By - Kunal Mansharamani on February 27, 2023

The Security and Exchange Board of India (SEBI) vide its circular dated February 03’ 2023 issued guidelines[1] for the DOs and Don'ts of listing Green Debt Securities. Regulation 2(1) (q) of the SEBI (Issue and Listing of Non-Convertible Securities) Regulations, 2021 defines ‘Green Debt Security’.  

However, the legal framework for ‘Green Debt Securities’ was reviewed recently and there were certain concerns raised with respect to Greenwashing.
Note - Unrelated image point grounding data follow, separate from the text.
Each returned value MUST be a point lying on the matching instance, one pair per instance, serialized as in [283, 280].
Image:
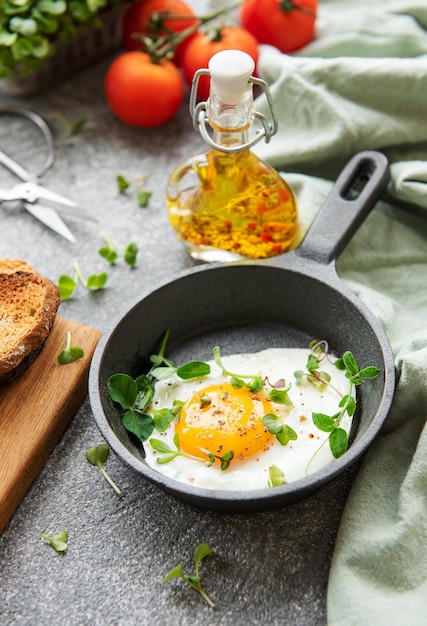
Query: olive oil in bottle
[226, 203]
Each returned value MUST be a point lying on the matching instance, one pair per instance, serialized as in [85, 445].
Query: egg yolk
[220, 418]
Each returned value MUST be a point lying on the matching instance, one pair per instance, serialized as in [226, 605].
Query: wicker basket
[90, 44]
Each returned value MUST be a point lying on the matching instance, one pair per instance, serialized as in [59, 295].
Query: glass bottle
[226, 203]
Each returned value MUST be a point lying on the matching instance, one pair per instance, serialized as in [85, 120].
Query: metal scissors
[37, 199]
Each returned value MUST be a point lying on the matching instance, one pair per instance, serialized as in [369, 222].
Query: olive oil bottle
[226, 203]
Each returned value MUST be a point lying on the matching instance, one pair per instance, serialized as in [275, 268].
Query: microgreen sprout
[278, 392]
[200, 552]
[135, 395]
[70, 353]
[68, 284]
[143, 195]
[275, 476]
[338, 439]
[58, 542]
[110, 251]
[97, 456]
[276, 426]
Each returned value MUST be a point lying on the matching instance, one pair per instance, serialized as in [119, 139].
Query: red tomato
[202, 47]
[143, 93]
[137, 18]
[286, 24]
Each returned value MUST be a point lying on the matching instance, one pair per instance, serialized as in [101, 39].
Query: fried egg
[217, 419]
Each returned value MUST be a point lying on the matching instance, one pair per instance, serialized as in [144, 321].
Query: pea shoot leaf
[275, 476]
[66, 286]
[201, 551]
[338, 442]
[193, 369]
[58, 542]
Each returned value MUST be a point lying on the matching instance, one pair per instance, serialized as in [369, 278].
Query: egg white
[309, 453]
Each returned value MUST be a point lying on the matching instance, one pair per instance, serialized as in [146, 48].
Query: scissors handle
[47, 134]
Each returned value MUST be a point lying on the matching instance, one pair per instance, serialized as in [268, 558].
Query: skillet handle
[356, 191]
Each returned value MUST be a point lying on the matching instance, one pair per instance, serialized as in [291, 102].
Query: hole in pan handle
[356, 191]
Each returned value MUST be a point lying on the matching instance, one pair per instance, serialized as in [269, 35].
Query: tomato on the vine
[143, 93]
[138, 16]
[286, 24]
[203, 46]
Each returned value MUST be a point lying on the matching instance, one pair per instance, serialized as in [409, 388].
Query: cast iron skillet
[247, 306]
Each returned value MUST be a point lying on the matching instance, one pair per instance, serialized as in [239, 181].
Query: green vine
[29, 29]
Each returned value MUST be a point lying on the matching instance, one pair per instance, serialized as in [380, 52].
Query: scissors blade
[33, 193]
[50, 218]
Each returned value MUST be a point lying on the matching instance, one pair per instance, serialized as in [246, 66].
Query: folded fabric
[362, 84]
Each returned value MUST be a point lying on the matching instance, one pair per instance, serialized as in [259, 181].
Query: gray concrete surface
[269, 568]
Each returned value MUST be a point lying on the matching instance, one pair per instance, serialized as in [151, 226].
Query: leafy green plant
[200, 552]
[110, 251]
[97, 456]
[58, 542]
[143, 195]
[338, 440]
[275, 476]
[70, 353]
[30, 29]
[67, 284]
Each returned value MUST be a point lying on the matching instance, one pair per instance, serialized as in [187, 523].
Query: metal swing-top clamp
[199, 111]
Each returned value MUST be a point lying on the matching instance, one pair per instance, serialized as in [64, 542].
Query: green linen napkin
[363, 85]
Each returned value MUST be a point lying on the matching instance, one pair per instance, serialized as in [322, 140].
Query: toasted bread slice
[28, 307]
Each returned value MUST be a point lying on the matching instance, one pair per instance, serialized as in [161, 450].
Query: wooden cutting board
[36, 408]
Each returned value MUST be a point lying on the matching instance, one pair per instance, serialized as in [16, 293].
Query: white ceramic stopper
[230, 71]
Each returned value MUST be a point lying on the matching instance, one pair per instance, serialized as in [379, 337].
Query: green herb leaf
[193, 369]
[58, 542]
[162, 419]
[323, 422]
[338, 442]
[95, 282]
[160, 446]
[144, 197]
[66, 286]
[122, 183]
[280, 396]
[237, 383]
[108, 254]
[163, 373]
[369, 372]
[256, 384]
[175, 573]
[200, 552]
[97, 456]
[70, 353]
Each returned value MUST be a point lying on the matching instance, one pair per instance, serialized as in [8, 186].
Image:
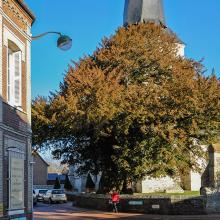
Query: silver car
[55, 195]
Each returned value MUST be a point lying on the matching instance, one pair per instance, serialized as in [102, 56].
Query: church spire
[143, 10]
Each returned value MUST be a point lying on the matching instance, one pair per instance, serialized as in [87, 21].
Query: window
[14, 74]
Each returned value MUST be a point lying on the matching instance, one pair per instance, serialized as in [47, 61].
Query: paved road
[66, 211]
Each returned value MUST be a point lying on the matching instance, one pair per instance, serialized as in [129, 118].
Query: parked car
[55, 195]
[40, 193]
[34, 198]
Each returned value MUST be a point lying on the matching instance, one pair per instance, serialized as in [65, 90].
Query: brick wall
[14, 124]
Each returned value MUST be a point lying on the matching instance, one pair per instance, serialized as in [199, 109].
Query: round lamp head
[64, 42]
The generally accepted definition for “Greenwashing” is making false, misleading, unsubstantiated or otherwise incomplete claims about the sustainability of a product, service or business operation.” 

Therefore, SEBI issued certain guidelines to avoid the occurrence of greenwashing: 

  • That in the process of raising funds towards a greener pathway, shall consistently monitor to check whether the path undertaken towards renewal form of operations result in a decrease in the impact on environmental adversities.  
  • That the funds raised through the procedure shall not be utilized for the purposes provided under the concept of “Green Debt Security” under the NCS regulations.  
  • In case of any atrocities mentioned in the above clause, the said shall be disclosed to the investors and if required, shall make adequate measures and warrants for it. 
  • The purpose should not be misguiding labels, obscuring or hiding any such data from the research to highlight any such practices obscuring others. 
  • To maintain the highest standards in relation to the issue to green debt security in consonance with the rating assigned to it.  
  • It shall minimize and neutralize the negative issues arising out of the utilization of funds raised through it. 
  •  It shall make any fraudulent and unwarranted claims regarding untrue certification by a third-party entity. 

The said circular is in the exercise of Section 11(1) of the Securities and Exchange Board of India, 1992 read with Regulation 55(1) of the SEBI (Issue and Listing of Non- convertible Securities) Regulations, 2021 in order to protect the investors and for smooth functioning of the securities market.